What is the point of reviewing “Penguins of Madagascar?” I know this movie was not made with my particular sensibilities in mind. I could say its my job to appraise to “Penguins of Madagascar” and other such films but you know that already and it doesn’t really justify the point either; unless you’re as deeply concerned about my work obligations as I am.

So, why do I write about “Penguins of Madagascar?” Why don’t I write something and see if I arrive at a point. That could be fun, or funny or a complete waste of both our time.

Skipper, Rico, Kowalski and Private are side characters generated for the series of “Madagascar” cartoons that justified their existence by giving big stars like Ben Stiller and Chris Rock major paychecks that they otherwise might not have gotten. The Penguins then proved so winning with audiences that they were spun off for their own TV series on Nickelodeon. I have never seen, nor do I have any knowledge of the cartoon series though the existence of this movie surely must speak to its popularity.

“Penguins of Madagascar” serves as an origin story for how our four flippered heroes came together and became super secret government agents of some sort. First, we see them as children rescuing the egg that would become Private, the cute one. This will be Private’s journey even more than the rest as he attempts to rise from being ‘the cute one’ to being a ‘valued member of the team,’ Skipper’s favored phrase for praising Rico and Kowalski.

From left to right Rico, Skipper, Kowalski and Private, the Cute One in Penguins of Madagascar

From left to right Rico, Skipper, Kowalski and Private, the Cute One in Penguins of Madagascar

Private gets his chance to improve his status when the foursome is kidnapped by Dave the Octopus (John Malkovich), a revenge seeking former zoo-mate from the Bronx Zoo. Seems everywhere Dave went he briefly became a star before the Penguins showed up, upstaged him with their cuteness, and left him to rot in under-filled tanks with zero adoring fans. Now, Dave wants revenge, not just on our heroes, but all Penguins everywhere.

Attempting to thwart Dave is “North Wind” a super-secret spy organization headed up by Agent Classified (Benedict Cumberbatch) and his team of wild animal heroes that includes the voices of Ken Jeong, Annette Mahendru and Peter Stormare. You will have to see the movie to get the joke about the name Agent Classified, it’s a runner and it’s kind of amusing.

I’ve painted all of the picture of the plot that is necessary, so where do I go from here? How about…. Is “Penguins of Madagascar” funny? Yeah, kind of. I realize that’s not a great answer but this isn’t a great movie either. The jokes are groaningly familiar from other modern referential and self-aware animated movies.
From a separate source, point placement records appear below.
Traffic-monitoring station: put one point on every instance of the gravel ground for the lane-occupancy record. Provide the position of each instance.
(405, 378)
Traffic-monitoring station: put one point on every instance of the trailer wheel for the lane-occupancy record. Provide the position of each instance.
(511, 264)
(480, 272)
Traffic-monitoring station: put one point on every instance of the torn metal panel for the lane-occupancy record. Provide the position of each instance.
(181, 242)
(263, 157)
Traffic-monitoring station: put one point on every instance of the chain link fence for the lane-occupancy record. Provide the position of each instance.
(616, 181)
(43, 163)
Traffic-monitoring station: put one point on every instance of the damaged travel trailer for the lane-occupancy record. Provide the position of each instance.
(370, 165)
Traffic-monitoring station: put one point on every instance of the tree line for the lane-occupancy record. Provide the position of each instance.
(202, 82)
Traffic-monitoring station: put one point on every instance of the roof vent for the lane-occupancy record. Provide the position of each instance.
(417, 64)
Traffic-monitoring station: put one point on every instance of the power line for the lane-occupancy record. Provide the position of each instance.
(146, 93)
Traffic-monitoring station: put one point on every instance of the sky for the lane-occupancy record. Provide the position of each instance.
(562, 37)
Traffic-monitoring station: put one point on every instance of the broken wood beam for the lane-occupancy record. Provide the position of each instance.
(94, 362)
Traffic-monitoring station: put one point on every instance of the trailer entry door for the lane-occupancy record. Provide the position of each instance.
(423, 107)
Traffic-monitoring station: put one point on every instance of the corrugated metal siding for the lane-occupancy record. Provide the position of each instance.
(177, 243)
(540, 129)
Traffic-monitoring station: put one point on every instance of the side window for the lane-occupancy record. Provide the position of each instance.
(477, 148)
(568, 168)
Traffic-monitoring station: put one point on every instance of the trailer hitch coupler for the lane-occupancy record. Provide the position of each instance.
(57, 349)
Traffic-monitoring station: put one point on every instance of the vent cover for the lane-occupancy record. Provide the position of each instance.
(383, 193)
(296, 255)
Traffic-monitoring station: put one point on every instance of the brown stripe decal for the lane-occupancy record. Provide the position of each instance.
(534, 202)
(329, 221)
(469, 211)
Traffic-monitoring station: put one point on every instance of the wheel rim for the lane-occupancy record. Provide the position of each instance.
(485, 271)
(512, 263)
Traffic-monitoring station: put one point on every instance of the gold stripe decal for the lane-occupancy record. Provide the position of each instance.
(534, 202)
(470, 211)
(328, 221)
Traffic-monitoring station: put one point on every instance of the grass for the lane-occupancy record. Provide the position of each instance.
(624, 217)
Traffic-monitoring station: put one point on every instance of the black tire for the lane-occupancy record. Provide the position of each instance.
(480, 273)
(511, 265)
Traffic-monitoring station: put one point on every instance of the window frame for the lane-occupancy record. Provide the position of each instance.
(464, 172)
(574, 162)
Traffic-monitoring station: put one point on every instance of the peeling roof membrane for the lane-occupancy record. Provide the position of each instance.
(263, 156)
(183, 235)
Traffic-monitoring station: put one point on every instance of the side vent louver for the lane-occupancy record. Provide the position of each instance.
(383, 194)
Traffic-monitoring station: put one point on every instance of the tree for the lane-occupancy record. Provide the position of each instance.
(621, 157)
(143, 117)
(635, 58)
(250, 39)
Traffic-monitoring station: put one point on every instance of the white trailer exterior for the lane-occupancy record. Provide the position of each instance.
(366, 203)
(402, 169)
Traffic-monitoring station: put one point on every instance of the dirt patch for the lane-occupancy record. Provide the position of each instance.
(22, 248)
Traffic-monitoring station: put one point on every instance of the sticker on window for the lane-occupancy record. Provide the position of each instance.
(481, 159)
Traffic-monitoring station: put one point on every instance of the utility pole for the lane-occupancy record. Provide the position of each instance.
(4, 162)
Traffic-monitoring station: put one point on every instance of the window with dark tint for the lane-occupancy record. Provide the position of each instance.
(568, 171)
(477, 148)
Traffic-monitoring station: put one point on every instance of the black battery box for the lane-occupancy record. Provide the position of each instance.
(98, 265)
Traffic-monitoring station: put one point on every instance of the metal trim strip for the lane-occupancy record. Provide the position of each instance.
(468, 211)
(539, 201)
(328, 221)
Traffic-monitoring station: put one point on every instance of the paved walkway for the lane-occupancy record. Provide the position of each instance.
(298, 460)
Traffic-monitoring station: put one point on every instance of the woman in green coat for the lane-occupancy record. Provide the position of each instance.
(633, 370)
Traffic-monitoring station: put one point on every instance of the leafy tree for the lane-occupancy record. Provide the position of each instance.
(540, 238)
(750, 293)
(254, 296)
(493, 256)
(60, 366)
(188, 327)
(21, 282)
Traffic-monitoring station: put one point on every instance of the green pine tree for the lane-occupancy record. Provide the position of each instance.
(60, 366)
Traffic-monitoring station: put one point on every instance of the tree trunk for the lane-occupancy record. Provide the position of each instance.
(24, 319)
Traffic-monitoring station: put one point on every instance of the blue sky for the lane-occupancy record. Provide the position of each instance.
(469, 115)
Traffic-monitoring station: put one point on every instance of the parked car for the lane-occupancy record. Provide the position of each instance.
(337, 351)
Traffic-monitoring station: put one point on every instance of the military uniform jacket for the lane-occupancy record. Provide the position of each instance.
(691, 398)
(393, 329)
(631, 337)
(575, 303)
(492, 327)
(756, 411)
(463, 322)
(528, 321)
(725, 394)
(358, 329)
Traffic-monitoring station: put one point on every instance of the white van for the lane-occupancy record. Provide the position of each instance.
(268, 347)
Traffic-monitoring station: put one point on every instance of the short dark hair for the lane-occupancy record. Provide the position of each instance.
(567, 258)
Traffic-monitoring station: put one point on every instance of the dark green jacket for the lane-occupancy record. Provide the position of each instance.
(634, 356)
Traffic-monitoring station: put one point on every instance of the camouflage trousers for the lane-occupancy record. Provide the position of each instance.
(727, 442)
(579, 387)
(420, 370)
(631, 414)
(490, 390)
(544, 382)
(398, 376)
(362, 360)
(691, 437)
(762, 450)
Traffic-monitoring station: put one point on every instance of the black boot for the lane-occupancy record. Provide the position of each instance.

There isn’t a great deal to the modest joy of “Penguins of Madagascar” that you couldn’t get from a 500th viewing of “Despicable Me” or any of the “Madagascar” movies.

In fact, the more I think of it, the less reason there is for “Penguins of Madagascar” to exist at all. The animation isn’t too far off from a random videogame. The humor is derivative, the characters fun and cute but nothing much about them is memorable beyond one of them having the lovingly English tones of Benedict Cumberbatch. The lead performers are all unknown voice actors who are fine to listen to but don’t leave much of an impression.

Ahh, but you ask: Will my kids like it? Probably? It depends how discerning your child is. If you have a kid with some flair and taste he or she will likely squirm through the movie in hopes of getting on to something more worthy of their attention. If you have a kid who just likes pretty colors, loud noise and animals that talk,. then yes, yes that child will likely enjoy, consume and forget “Penguins of Madagascar” in short order.

So, have I justified writing about “Penguins of Madagascar?”